Friday, February 27, 2009

Glue

As part of my Lenten commitment I am reading a Psalm each day and then journaling about what that changes about who I am in Christ. Today I read Psalm 3 and meditated on verse 5: "I lie down and sleep; I wake again, for the Lord sustains me." While many of my days feel the same, I enjoy waking up each morning to encounter the little things that make each day different. Like grapes, or lunch with a friend, or solitary shopping trips at Northgate, or clean laundry. I started thinking about what would happen if I stopped enjoying the idea of waking up. What if I ever woke up and the day seemed to be a burden rather than a promise of something great? Would I wake up again knowing that the Lord sustains me?
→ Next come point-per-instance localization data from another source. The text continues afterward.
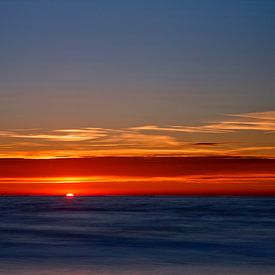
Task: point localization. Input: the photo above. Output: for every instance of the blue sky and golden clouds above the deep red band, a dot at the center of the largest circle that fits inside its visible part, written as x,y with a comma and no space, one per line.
137,78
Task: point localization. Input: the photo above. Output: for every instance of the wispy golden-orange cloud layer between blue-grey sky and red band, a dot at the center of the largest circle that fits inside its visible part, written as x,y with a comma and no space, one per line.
230,137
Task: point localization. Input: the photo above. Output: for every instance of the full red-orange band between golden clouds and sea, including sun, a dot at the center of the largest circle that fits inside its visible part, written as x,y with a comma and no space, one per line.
138,176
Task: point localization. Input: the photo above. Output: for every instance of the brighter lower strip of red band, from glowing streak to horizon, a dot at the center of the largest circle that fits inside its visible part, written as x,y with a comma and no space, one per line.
184,185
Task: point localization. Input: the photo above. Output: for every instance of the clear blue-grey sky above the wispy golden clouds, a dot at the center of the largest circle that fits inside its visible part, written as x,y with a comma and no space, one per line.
122,63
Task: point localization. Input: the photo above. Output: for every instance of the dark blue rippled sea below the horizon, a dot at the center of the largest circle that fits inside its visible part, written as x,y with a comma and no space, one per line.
137,235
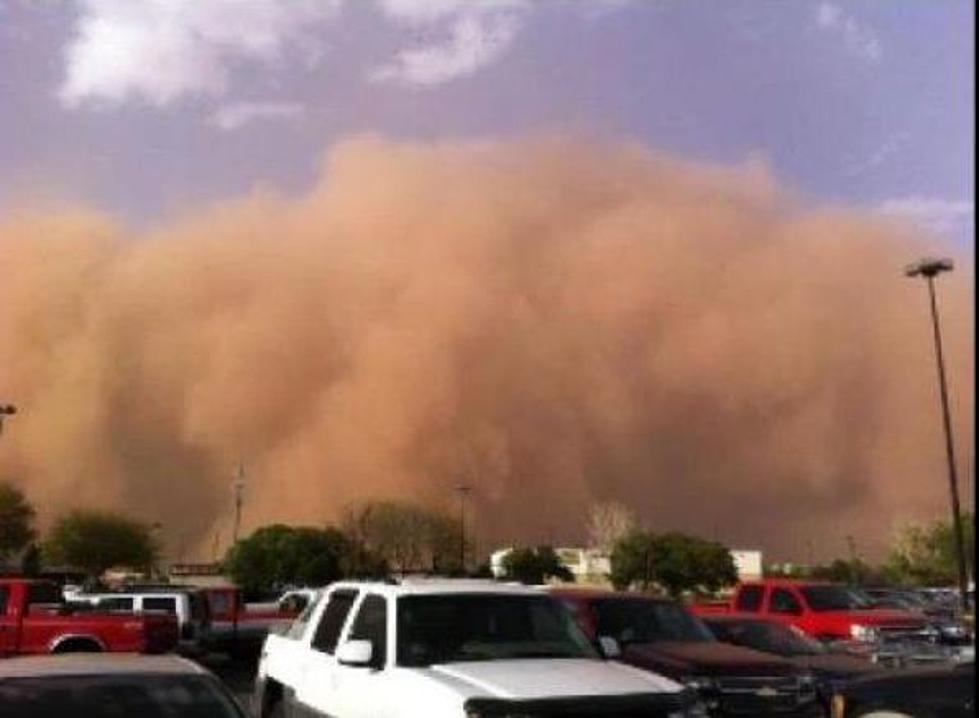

This also made me think of the movie "In Her Shoes" when Simon asks Rose, "What holds you together?" Essentially asking, what sustains you? What is your glue? And I started thinking about that for myself. This is what I know so far:

Deep laughter: the kind of laughter that moves your heart it feels so sacred
Intimate worship: intimate meaning you can tell the leader has had an intimate encounter with God and now they are leading you with the hopes that you will as well
Quiet: Those few moments in a day where your sould breathes and you feel at peace

And to the few people that I know have read this in the past, what holds you together? What is your glue? I'd love to hear your thoughts on the subject!

1 comment:

elizdong said...

journaling: it's where i feel whole when my life is going crazy
family: in a more broad sense. more like, people who know me so well that i don't have to explain myself to them. like you :)

i like this. i'm reading "the imitation of christ" for lent and journal praying. keep posting- i miss hearing things like this from you!